In the fast-paced, digitally mediated worlds that we have constructed for ourselves, what exists between 0 and 1, a pixel and its neighbor, or a discrete time interval and the next? The answer, of course, is nothing -- profoundly nothing; there's no there there. The digital world is logically, spatially, and temporally discontinuous.

Our networks are similarly discontinuous structures; they have well-defined access points, and between these points things are in a kind of limbo. If you drop a letter into a mailbox, it disappears into the mail network until it shows up at the recipient's box, and if you send an email, it's just packets in the Internet cloud until it is reassembled upon receipt. Obviously it is possible, in principle, to precisely track things through networks, but in practice we rarely care about this. We experience networks at their interfaces, and only worry about the plumbing behind the interfaces when something goes wrong.

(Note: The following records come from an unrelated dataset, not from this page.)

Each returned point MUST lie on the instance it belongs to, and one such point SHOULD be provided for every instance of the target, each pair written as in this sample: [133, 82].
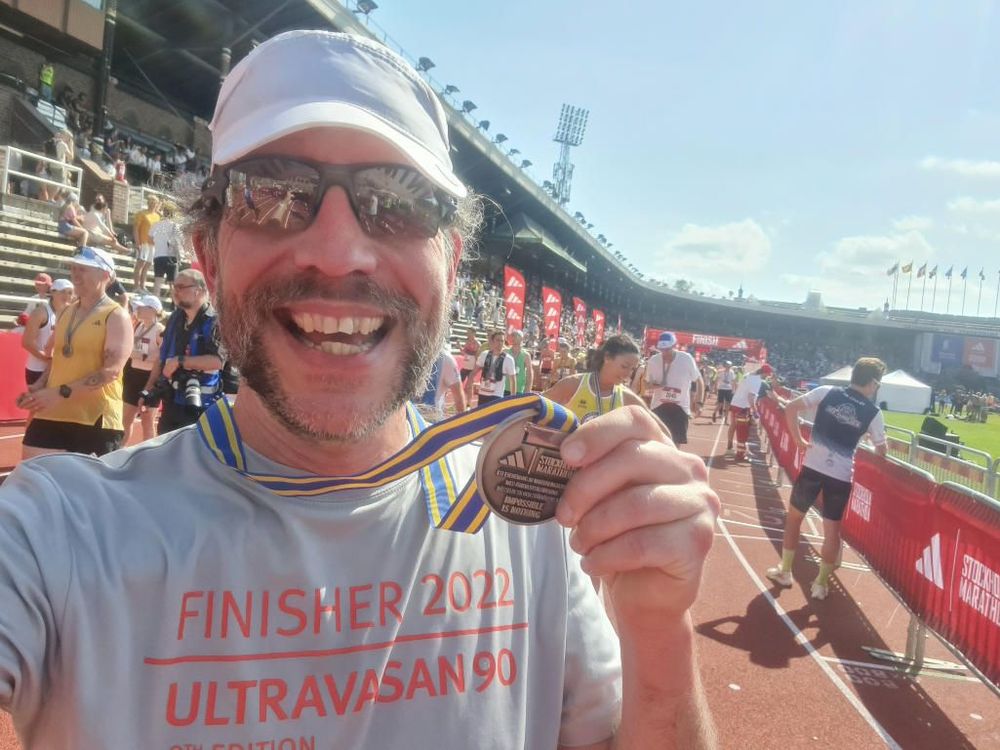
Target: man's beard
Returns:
[242, 319]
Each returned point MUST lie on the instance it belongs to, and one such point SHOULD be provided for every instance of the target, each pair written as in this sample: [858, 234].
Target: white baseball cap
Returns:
[94, 257]
[148, 300]
[309, 79]
[667, 340]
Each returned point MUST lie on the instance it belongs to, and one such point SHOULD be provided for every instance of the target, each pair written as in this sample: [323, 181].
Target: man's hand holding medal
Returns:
[642, 515]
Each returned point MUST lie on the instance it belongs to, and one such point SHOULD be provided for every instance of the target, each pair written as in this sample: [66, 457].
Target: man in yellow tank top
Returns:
[76, 405]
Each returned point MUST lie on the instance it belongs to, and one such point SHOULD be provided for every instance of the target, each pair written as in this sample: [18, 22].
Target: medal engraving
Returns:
[520, 472]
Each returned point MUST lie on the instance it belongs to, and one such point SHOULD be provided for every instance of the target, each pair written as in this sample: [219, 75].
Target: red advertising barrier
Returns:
[580, 318]
[513, 297]
[936, 545]
[598, 326]
[551, 311]
[967, 526]
[12, 380]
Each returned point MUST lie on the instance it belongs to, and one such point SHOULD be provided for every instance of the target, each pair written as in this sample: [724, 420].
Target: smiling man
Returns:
[246, 581]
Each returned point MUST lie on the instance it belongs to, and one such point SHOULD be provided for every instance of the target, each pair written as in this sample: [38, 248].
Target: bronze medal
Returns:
[520, 473]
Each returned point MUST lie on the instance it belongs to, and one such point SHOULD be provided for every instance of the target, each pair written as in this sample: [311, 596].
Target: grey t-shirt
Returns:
[157, 599]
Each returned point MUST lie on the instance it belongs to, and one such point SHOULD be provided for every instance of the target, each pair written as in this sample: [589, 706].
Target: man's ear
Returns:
[456, 251]
[207, 260]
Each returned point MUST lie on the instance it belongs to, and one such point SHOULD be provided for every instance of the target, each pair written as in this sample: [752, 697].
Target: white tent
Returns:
[840, 377]
[902, 392]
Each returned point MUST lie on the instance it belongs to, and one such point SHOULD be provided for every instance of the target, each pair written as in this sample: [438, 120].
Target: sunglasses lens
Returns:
[272, 194]
[397, 202]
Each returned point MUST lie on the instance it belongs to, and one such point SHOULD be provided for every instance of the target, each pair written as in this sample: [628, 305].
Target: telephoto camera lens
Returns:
[192, 393]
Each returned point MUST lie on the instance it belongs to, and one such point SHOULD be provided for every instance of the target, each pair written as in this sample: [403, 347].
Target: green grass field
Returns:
[985, 437]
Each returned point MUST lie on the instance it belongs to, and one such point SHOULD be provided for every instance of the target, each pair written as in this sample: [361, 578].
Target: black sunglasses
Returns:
[282, 194]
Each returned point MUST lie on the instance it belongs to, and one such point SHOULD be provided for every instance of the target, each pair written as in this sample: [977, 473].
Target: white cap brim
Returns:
[271, 123]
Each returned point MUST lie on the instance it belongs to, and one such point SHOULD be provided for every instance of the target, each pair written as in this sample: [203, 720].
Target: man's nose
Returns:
[335, 244]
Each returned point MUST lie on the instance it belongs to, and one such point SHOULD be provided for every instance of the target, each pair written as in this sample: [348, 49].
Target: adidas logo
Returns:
[929, 565]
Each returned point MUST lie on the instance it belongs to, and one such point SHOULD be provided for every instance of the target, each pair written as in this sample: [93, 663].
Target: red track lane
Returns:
[784, 671]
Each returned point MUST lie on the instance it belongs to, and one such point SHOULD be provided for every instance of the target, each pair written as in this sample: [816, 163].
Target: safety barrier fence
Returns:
[63, 176]
[935, 544]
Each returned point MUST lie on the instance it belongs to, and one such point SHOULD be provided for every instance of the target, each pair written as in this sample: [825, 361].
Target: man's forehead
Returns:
[334, 146]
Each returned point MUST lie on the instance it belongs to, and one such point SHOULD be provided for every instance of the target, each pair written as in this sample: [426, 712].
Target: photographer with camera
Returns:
[187, 376]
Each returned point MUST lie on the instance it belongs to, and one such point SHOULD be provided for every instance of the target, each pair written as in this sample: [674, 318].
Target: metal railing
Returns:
[71, 176]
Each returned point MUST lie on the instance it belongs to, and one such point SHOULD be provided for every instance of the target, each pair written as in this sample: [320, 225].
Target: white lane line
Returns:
[846, 691]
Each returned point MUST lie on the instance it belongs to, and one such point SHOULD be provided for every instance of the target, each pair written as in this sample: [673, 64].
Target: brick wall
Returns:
[122, 106]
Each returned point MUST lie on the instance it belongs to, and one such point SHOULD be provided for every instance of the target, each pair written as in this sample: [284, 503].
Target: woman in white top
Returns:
[97, 222]
[38, 330]
[146, 339]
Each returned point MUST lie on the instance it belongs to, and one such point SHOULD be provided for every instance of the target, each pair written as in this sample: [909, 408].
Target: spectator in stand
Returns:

If you transfer yourself through a network, you directly experience this limbo. It is, perhaps, most dramatic on intercontinental night flights. You have your headphones on, there is darkness all around, and there is no sensation of motion. The video monitor constructs a local reality, and occasionally interrupts it to display current times at origin and destination. It is best not to worry too much about how to set your watch right now, precisely where you are, or whose laws might apply to you. [pages 14-15]

This assertion brings to mind some questions:

1. How does this concept of "nothing" come to play in other aspects of the digital world and thereby everyday life?

2. Is digital and network discontinuity positive, negative, or neither?

3. Where else besides Mitchell's example of airplane travel can network discontinuity be experienced by people?

4. When things or people are transmitted through a discontinuous network, is anything lost in the transmission, and if so, what is it, and in what circumstances?

References

Mitchell, William J. Me++: The Cyborg Self and the Networked City. Cambridge: MIT Press, 2003.